Correct Answer & Explanation

. The mechanical axes will be collinear, accompanied by translation at the osteotomy site.


Explanation

Osteotomy Rule 2 states that if the osteotomy is made outside the CORA but the hinge remains at the CORA, the mechanical axes will fully realign collinearly. However, this geometric arrangement inherently requires and produces translation at the osteotomy site.

Question 3000

Topic: 1. General Principles & Basic Science

During preoperative planning for a high tibial osteotomy, the surgeon inadvertently places the planned axis of correction (hinge) at the osteotomy site, which is located significantly proximal to the actual CORA. Based on Paley's Osteotomy Rule 3, what is the consequence of this technical error?

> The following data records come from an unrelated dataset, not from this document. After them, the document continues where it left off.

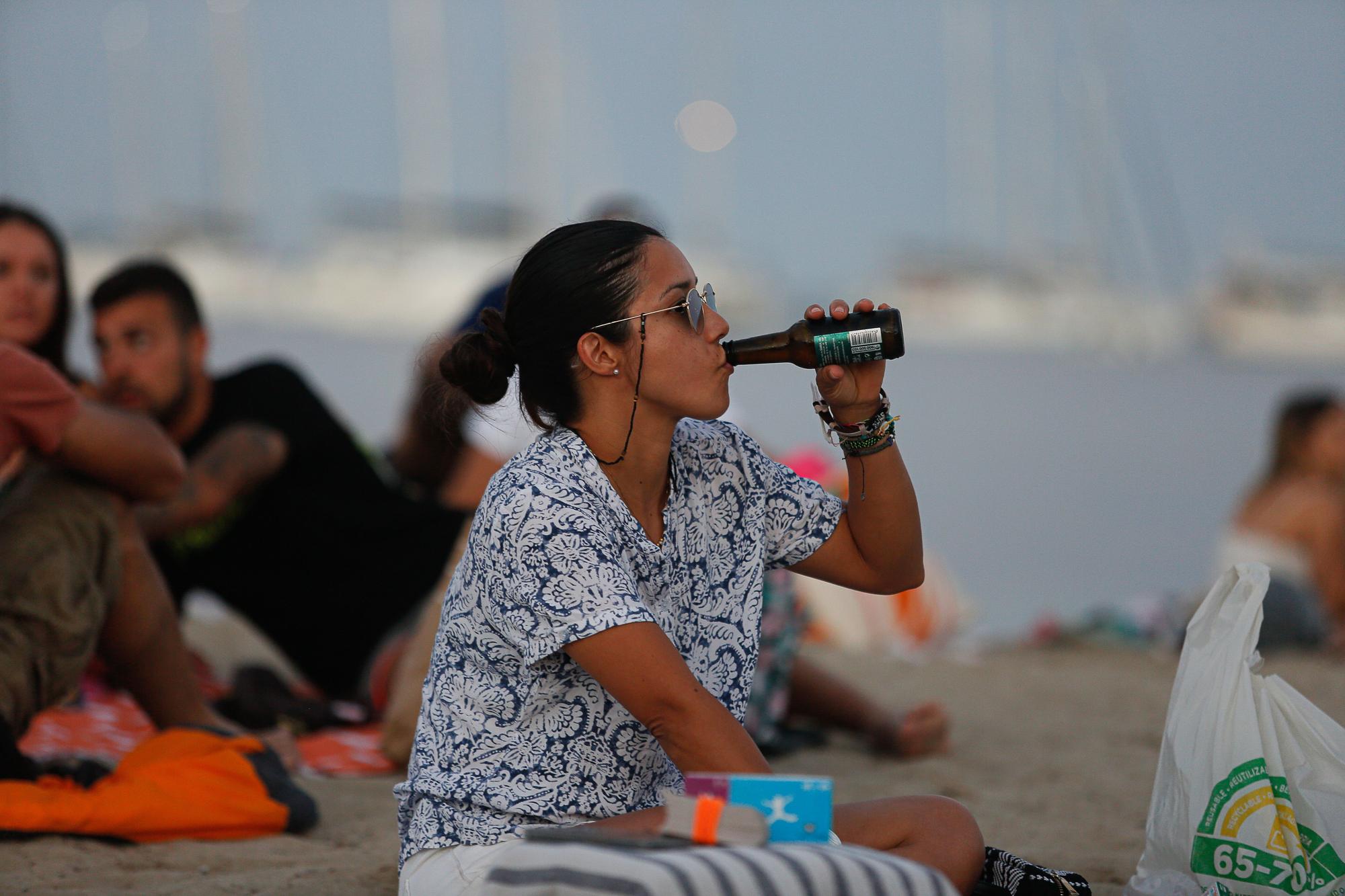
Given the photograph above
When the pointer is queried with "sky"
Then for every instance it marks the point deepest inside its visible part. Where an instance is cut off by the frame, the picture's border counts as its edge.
(1152, 139)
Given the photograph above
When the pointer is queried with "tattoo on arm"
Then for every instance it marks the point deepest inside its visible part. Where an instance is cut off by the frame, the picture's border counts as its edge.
(231, 466)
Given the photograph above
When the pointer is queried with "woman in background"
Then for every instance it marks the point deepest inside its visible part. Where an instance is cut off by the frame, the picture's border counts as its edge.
(1293, 521)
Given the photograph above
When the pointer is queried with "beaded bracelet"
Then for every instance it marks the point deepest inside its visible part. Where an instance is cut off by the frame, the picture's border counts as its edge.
(841, 435)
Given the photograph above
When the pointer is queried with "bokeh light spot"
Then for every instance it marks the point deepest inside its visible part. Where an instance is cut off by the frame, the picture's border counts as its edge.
(705, 126)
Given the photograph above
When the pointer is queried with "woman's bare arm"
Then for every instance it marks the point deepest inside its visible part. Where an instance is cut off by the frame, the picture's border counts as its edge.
(1327, 549)
(878, 544)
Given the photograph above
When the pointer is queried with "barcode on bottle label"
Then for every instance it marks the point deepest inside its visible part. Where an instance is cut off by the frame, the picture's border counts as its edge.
(866, 339)
(848, 348)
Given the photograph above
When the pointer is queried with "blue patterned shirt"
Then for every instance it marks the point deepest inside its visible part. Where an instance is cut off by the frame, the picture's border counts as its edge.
(514, 732)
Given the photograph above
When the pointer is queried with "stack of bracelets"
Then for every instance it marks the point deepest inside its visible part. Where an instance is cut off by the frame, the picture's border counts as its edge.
(861, 439)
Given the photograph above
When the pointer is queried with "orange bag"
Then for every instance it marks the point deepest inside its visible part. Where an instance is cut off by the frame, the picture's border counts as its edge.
(181, 783)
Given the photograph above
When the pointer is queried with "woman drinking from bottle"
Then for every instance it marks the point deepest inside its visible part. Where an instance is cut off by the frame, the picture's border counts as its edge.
(599, 637)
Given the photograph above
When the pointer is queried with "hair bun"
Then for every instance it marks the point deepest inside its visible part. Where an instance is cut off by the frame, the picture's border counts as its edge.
(481, 364)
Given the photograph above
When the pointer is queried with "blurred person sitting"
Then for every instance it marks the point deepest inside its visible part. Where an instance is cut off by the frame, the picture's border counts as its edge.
(76, 575)
(1293, 520)
(282, 514)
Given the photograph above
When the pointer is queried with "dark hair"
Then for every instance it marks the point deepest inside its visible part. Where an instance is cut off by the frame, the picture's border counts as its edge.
(574, 279)
(150, 275)
(52, 348)
(1299, 413)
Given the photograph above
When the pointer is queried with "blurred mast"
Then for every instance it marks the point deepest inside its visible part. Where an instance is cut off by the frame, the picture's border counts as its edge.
(419, 36)
(240, 169)
(537, 110)
(126, 32)
(973, 155)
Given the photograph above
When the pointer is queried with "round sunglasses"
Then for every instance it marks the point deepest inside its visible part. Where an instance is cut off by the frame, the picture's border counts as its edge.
(695, 306)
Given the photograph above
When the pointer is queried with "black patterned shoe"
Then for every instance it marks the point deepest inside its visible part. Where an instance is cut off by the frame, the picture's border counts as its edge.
(1007, 874)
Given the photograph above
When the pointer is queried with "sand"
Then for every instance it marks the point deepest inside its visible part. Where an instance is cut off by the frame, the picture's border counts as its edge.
(1054, 751)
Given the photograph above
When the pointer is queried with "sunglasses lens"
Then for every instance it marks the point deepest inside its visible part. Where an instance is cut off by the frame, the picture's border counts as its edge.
(695, 310)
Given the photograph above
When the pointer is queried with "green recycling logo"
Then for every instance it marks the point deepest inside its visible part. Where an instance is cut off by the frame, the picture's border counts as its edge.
(1252, 806)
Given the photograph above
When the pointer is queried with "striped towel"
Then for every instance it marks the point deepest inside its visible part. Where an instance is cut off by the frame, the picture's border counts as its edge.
(810, 869)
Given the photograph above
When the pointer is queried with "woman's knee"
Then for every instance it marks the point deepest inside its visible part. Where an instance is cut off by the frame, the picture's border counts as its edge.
(961, 834)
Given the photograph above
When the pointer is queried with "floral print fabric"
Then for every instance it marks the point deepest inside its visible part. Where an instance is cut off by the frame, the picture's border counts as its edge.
(513, 732)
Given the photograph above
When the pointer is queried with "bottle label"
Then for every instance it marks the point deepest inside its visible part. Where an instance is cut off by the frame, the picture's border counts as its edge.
(849, 348)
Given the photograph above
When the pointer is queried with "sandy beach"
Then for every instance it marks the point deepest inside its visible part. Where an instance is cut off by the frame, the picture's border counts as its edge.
(1054, 752)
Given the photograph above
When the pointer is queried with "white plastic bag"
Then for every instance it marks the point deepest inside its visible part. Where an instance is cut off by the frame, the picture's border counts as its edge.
(1250, 792)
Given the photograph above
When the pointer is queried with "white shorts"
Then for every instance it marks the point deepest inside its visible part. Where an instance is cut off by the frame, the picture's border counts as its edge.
(451, 869)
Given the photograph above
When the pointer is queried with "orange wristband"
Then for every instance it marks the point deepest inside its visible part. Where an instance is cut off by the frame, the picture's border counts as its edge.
(705, 825)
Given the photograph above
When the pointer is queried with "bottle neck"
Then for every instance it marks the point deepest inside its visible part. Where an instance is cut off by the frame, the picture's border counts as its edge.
(758, 350)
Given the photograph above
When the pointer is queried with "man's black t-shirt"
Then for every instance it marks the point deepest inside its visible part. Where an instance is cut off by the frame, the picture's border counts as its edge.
(325, 556)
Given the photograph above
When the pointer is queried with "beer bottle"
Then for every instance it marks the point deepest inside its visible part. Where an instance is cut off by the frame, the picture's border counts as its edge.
(867, 335)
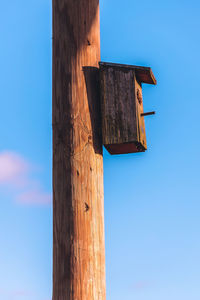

. Pure angular correction with perfectly collinear mechanical axes.
. The proximal and distal mechanical axes will become parallel but not collinear, creating a translation deformity.
. Premature consolidation of the regenerate bone.
. A complete loss of the mechanical medial proximal tibial angle (mMPTA).
. Severe longitudinal shortening equal to the distance between the CORA and the osteotomy.

Correct Answer & Explanation

. The proximal and distal mechanical axes will become parallel but not collinear, creating a translation deformity.


Explanation

Osteotomy Rule 3 dictates that placing the hinge outside the CORA (e.g., at the osteotomy site) results in the mechanical axes becoming parallel rather than collinear. This creates a secondary "zig-zag" or translation deformity.